Il grande e potente Oz

C’è un tizio che definirlo ciarlatano sarebbe riduttivo. Fa leva sulle apparenze e sulla credulità del prossimo. Illude, fa sognare ma alla fine inganna quasi sempre. Corteggia le donne, una dietro l’altra, facendo loro sciocchi regali. Il pubblico che assiste alle sue esibizioni ci casca sempre. Gioca sulla voglia di sperare in un futuro migliore. Vince ma non sempre. Un mago nelle parole e nei gesti. Sembrano gli ultimi vent’anni di storia italiana con i suoi illusionisti, prima Berlusconi e ora Grillo, invece è la trama del film Il grande e potente Oz.

James Franco è questo mago da quattro soldi, dal nome lunghissimo che tutti chiamano Oz.
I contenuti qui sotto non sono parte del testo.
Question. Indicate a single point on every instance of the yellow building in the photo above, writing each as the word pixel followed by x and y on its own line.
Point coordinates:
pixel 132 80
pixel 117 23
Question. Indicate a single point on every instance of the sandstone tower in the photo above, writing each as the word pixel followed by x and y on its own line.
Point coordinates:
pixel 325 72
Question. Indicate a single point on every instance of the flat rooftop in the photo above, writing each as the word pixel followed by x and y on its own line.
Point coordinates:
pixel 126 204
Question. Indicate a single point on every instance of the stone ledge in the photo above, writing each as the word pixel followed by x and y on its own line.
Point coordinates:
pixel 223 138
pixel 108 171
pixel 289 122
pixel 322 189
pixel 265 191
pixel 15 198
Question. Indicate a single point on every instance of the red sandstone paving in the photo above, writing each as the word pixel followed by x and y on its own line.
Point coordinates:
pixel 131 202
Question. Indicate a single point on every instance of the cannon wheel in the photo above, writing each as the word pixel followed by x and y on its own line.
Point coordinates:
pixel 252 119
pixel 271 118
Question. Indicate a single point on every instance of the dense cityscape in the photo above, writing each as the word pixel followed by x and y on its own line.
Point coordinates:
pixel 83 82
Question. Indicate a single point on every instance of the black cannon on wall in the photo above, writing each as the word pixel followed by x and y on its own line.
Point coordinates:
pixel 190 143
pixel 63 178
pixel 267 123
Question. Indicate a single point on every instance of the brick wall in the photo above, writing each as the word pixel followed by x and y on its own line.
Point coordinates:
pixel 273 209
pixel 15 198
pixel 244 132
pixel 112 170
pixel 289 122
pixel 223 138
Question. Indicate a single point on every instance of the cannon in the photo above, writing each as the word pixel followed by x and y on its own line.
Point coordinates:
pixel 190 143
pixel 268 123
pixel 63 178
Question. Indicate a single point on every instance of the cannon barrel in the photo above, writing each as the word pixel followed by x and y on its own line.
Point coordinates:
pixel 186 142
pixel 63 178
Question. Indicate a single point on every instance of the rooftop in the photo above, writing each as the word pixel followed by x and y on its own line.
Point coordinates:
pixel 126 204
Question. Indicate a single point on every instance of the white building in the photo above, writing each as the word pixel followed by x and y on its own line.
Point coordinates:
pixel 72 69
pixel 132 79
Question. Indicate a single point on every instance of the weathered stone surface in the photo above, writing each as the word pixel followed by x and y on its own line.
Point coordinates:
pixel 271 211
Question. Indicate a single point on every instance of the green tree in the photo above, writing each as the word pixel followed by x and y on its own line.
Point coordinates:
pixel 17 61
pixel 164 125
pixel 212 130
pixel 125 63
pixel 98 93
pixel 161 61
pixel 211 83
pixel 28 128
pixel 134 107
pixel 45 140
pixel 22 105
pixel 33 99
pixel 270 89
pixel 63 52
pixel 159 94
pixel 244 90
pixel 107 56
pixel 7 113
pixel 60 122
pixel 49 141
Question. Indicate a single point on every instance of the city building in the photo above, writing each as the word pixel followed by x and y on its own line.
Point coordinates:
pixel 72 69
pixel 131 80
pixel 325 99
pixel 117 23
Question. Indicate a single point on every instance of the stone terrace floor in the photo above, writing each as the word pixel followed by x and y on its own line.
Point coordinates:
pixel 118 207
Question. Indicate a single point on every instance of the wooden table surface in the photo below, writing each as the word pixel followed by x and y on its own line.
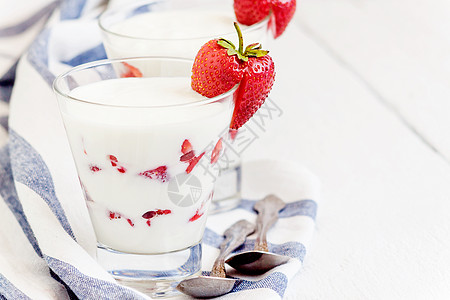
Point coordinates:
pixel 364 87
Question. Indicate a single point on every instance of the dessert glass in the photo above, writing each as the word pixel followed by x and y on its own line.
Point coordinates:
pixel 179 28
pixel 140 159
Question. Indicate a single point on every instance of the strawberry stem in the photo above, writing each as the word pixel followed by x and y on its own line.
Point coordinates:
pixel 241 39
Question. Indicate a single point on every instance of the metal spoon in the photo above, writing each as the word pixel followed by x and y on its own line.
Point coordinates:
pixel 260 260
pixel 216 284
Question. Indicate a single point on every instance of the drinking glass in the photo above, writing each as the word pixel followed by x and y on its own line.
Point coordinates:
pixel 141 151
pixel 179 28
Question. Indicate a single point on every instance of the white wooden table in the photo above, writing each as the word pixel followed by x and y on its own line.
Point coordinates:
pixel 365 96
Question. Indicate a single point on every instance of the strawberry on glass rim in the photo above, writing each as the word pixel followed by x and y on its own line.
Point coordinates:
pixel 249 12
pixel 219 66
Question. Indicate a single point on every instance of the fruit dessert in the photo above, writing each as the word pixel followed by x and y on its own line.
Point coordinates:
pixel 219 66
pixel 140 155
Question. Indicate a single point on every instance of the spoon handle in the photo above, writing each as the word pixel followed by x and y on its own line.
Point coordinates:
pixel 267 209
pixel 234 237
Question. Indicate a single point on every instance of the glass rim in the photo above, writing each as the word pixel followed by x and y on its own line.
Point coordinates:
pixel 120 9
pixel 109 61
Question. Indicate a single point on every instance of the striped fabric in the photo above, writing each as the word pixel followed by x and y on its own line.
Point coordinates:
pixel 47 244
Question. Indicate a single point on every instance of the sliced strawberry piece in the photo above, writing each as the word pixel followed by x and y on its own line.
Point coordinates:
pixel 216 151
pixel 150 214
pixel 283 12
pixel 193 163
pixel 131 71
pixel 121 170
pixel 159 173
pixel 258 80
pixel 216 68
pixel 130 222
pixel 186 147
pixel 233 133
pixel 249 13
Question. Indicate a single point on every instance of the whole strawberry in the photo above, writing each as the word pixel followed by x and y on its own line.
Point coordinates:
pixel 249 12
pixel 215 71
pixel 252 68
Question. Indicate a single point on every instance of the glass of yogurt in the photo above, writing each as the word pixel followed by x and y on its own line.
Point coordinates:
pixel 179 28
pixel 139 136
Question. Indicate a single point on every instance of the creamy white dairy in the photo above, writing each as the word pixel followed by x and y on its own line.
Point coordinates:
pixel 178 24
pixel 119 143
pixel 179 33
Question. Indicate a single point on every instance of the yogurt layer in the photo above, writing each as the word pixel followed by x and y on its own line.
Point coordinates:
pixel 146 191
pixel 179 33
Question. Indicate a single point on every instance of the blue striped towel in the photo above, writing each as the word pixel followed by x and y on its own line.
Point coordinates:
pixel 46 246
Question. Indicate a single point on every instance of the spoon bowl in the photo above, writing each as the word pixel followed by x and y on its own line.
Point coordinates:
pixel 260 260
pixel 206 286
pixel 217 284
pixel 256 262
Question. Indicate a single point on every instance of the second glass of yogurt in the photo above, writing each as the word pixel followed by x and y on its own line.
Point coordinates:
pixel 138 135
pixel 179 28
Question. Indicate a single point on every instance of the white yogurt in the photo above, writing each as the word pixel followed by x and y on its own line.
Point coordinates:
pixel 113 146
pixel 179 33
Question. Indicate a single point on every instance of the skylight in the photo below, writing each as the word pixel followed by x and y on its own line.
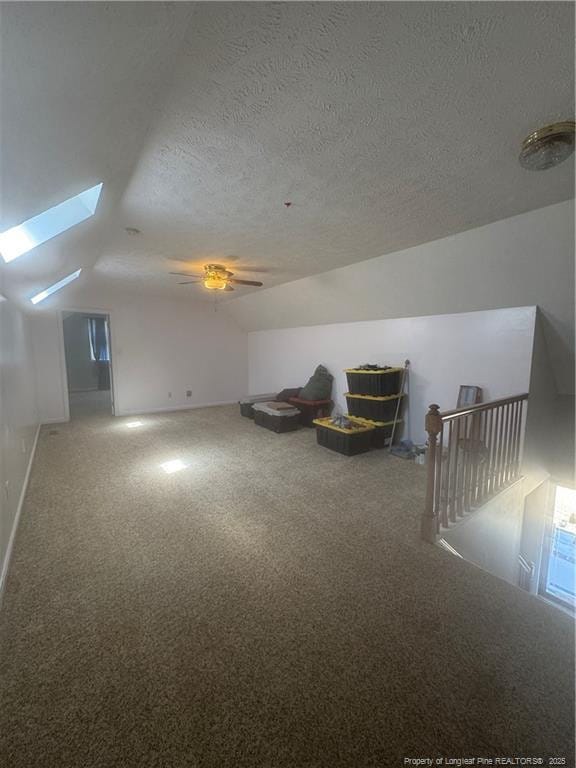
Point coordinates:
pixel 56 287
pixel 37 230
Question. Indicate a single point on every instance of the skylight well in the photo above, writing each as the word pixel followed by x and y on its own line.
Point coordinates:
pixel 56 287
pixel 23 238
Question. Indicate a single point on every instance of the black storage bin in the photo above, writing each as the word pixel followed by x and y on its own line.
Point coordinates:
pixel 382 431
pixel 374 408
pixel 348 442
pixel 247 410
pixel 378 383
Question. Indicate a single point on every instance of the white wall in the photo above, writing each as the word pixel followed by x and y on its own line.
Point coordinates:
pixel 522 261
pixel 18 421
pixel 158 346
pixel 490 349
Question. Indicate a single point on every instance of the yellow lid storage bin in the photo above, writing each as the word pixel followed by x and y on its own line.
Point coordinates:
pixel 379 382
pixel 349 441
pixel 375 408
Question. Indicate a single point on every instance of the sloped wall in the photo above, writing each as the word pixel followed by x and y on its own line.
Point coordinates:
pixel 18 421
pixel 527 260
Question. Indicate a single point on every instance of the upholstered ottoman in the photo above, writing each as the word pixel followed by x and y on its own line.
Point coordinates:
pixel 247 403
pixel 277 417
pixel 311 409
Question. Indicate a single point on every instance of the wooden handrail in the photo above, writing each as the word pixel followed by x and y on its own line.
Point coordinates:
pixel 473 453
pixel 446 415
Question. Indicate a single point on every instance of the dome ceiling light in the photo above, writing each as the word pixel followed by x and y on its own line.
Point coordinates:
pixel 548 146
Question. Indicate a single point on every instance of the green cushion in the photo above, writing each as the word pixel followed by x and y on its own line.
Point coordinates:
pixel 319 386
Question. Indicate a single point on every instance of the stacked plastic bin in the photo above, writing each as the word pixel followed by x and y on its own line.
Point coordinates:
pixel 375 398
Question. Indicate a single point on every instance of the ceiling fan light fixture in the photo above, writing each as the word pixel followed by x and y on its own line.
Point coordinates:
pixel 548 146
pixel 215 283
pixel 215 277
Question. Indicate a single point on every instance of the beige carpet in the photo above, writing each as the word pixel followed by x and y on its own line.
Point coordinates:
pixel 269 606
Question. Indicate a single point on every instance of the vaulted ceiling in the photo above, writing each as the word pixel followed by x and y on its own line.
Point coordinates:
pixel 384 124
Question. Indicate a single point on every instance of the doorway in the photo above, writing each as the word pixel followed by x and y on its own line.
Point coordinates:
pixel 88 364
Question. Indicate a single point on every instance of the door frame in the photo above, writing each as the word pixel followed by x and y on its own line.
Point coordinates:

Causa tornado, finisce in un luogo incantato che si chiama, guarda caso, Oz. E’ il mago che tutti attendevano, il mago che avrebbe liberato Oz dal dominio della strega cattiva, che poi non è cattiva: cattiva sono altre due streghe. Spinto dalla ricompensa, una stanza ricca di tesori, Franco/Oz in un primo momento illude di essere veramente questo potentissimo mago. Capisce però che la sua missione è impossibile. Vorrebbe dire la verità al popolo di Oz. Ma è andato troppo in là: gli oziani aspettavano con ansia il loro liberatore, non possono essere delusi, vogliono la libertà. Quindi, affronta le streghe cattive ricorrendo a ciò che sa fare meglio: trucchi, innocui trucchi. Tutto ruota sull’apparenza: la sua potenza, la sua presunta immortalità, il suo fascino. Alla fine il bene trionfa, senza colpo ferire. Le streghe sono sconfitte (ma non definitivamente) e scappano.

Ispirato alla saga di Lyman Frank Baum (di cui ignoravo l’esistenza), vero e proprio prequel del film del ’39 di Victor Fleming con Judy “ho qualche problema con alcol e fisco” Garland, e creato soprattutto, ma non esclusivamente, per un pubblico di più piccoli, il film non annoia. Non è un capolavoro, però: gli effetti speciali lasciano a desiderare, le scenografie sanno di posticcio, la città di Oz sembra una Las Vegas sfigata, la recitazione (a parte Franco) è poco più che sufficiente.